Telemonitoring is one of the techniques. Scales and devices to measure blood pressure and – in the case of diabetes patients – sugar levels are monitored remotely. If problems show up, ACO care managers get on the phone and set up an appointment – or, if the patient can’t travel, send a doctor on a house call.
Many of Montefiore’s patients need the extra help. As a Bronx institution, the medical center serves one of the city’s most health-challenged populations. The borough has a disproportionate number of chronically ill people suffering from asthma, heart disease and other disorders. Diabetes alone affects 12 percent of the residents of the Bronx, compared to 9 percent in New York City as a whole.
A disproportionate number of Bronx residents also rely on public assistance – a key reason the Obama administration decided to locate one of its first experiments in medical teamwork there.
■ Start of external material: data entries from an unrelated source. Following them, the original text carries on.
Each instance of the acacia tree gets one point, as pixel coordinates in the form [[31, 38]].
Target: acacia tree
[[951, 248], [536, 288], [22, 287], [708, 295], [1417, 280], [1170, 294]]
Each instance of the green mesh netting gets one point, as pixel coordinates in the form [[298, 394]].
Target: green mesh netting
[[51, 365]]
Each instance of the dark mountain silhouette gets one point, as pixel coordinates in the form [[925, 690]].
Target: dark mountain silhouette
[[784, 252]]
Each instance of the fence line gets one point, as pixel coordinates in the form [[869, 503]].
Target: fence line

If the idea can cut costs and improve healthcare in a place like the Bronx, it should work anywhere.
“If you can keep people out of the hospital, keep them from coming back to the hospital, make sure they are getting the tests they need, and not those they don’t need, and make sure they are getting the tests only once, instead of multiple times by multiple physicians,” said Matthews, “you save money.” And lives.